The bimonthly trip is a long one and, on the surface, unnecessary: Mfuleni, the impoverished township where he rents a room, has its own HIV-treatment center. Yet to Ndodana, a slender, dreadlocked Zimbabwean in his early 30s, going there is not an option. The clinic is run-down and often overcrowded. Most of all, though, he fears harassment for being gay.
“The officials don’t do their jobs,” Ndodana, who asked that he be identified only by his first name to avoid being targeted, told me. “Instead they are judging you.”
When apartheid ended a quarter century ago, South Africa’s new rulers rushed to adopt inclusive legislation, passing laws enshrining gender equality and freedom of expression. The country now has some of the most progressive LGBTQ laws in the world, including full constitutional protections against discrimination. This legal environment is unmatched on a continent where colonial-era laws against gay sex are still commonplace, and where offenders in some nations face the death penalty. Cape Town advertises itself as Africa’s gay capital, with dedicated nightclubs, film festivals, and pride events.
As a result, many LGBTQ people from across the continent make their way here. Hundreds of people who are sexual minorities arrive each year from places such as the Democratic Republic of Congo, Nigeria, and Sudan. In Ndodana’s case, after he fled violent persecution at home in Zimbabwe, South Africa was supposed to offer sanctuary—a place to live, and love, with almost unimaginable freedom.

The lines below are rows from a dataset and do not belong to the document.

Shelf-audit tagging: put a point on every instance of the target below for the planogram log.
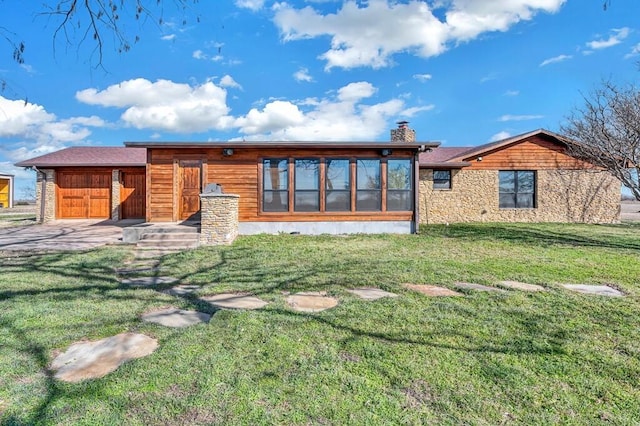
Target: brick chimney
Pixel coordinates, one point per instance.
(403, 133)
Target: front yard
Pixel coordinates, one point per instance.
(485, 358)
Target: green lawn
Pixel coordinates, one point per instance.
(555, 357)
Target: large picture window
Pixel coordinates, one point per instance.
(307, 186)
(517, 189)
(275, 181)
(368, 186)
(399, 183)
(337, 186)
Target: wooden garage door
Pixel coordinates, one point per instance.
(83, 195)
(132, 194)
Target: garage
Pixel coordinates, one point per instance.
(83, 195)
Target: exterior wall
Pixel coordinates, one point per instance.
(6, 191)
(219, 219)
(115, 194)
(239, 174)
(46, 179)
(584, 195)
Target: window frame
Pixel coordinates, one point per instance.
(408, 191)
(345, 191)
(265, 191)
(297, 191)
(449, 181)
(516, 190)
(377, 190)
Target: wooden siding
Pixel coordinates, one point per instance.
(240, 174)
(534, 153)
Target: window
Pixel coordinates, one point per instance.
(517, 189)
(307, 186)
(442, 179)
(337, 186)
(368, 189)
(275, 181)
(399, 193)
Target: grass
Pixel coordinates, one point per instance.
(555, 357)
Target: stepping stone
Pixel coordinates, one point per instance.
(181, 290)
(137, 269)
(235, 301)
(173, 317)
(516, 285)
(312, 301)
(600, 290)
(371, 293)
(91, 360)
(478, 287)
(148, 281)
(432, 290)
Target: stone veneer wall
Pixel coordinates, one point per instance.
(50, 197)
(562, 196)
(218, 218)
(115, 194)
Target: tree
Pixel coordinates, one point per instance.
(606, 132)
(96, 22)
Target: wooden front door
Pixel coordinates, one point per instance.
(133, 194)
(84, 195)
(190, 187)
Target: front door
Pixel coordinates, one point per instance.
(133, 194)
(190, 187)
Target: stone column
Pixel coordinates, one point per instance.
(219, 218)
(46, 181)
(115, 194)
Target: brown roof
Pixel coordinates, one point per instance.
(85, 156)
(284, 144)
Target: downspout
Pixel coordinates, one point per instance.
(43, 193)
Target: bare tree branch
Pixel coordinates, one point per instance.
(606, 132)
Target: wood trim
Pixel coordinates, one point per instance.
(322, 183)
(291, 169)
(383, 185)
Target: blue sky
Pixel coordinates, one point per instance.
(462, 72)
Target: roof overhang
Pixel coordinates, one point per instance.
(445, 165)
(414, 146)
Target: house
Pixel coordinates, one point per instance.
(330, 187)
(6, 191)
(526, 178)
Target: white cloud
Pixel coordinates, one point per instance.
(555, 59)
(302, 75)
(228, 81)
(165, 105)
(340, 117)
(254, 5)
(499, 136)
(635, 51)
(370, 33)
(422, 77)
(509, 117)
(618, 34)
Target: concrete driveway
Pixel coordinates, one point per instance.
(61, 235)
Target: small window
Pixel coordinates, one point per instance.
(517, 189)
(368, 188)
(275, 185)
(399, 185)
(337, 186)
(307, 186)
(442, 179)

But like countless others in his position, he soon came to see a wide gulf between this legal promise and the lived reality. The rights promised on paper in South Africa remain out of reach for many who need them most, particularly those fleeing homophobia elsewhere. For them, a quite different South Africa awaits: morally conservative, hostile to outsiders, and often profoundly violent. “The law jumped miles ahead of society,” said Nigel Patel, an LGBTQ-rights activist who himself moved to South Africa from Malawi, in part for this country’s queer-friendly reputation.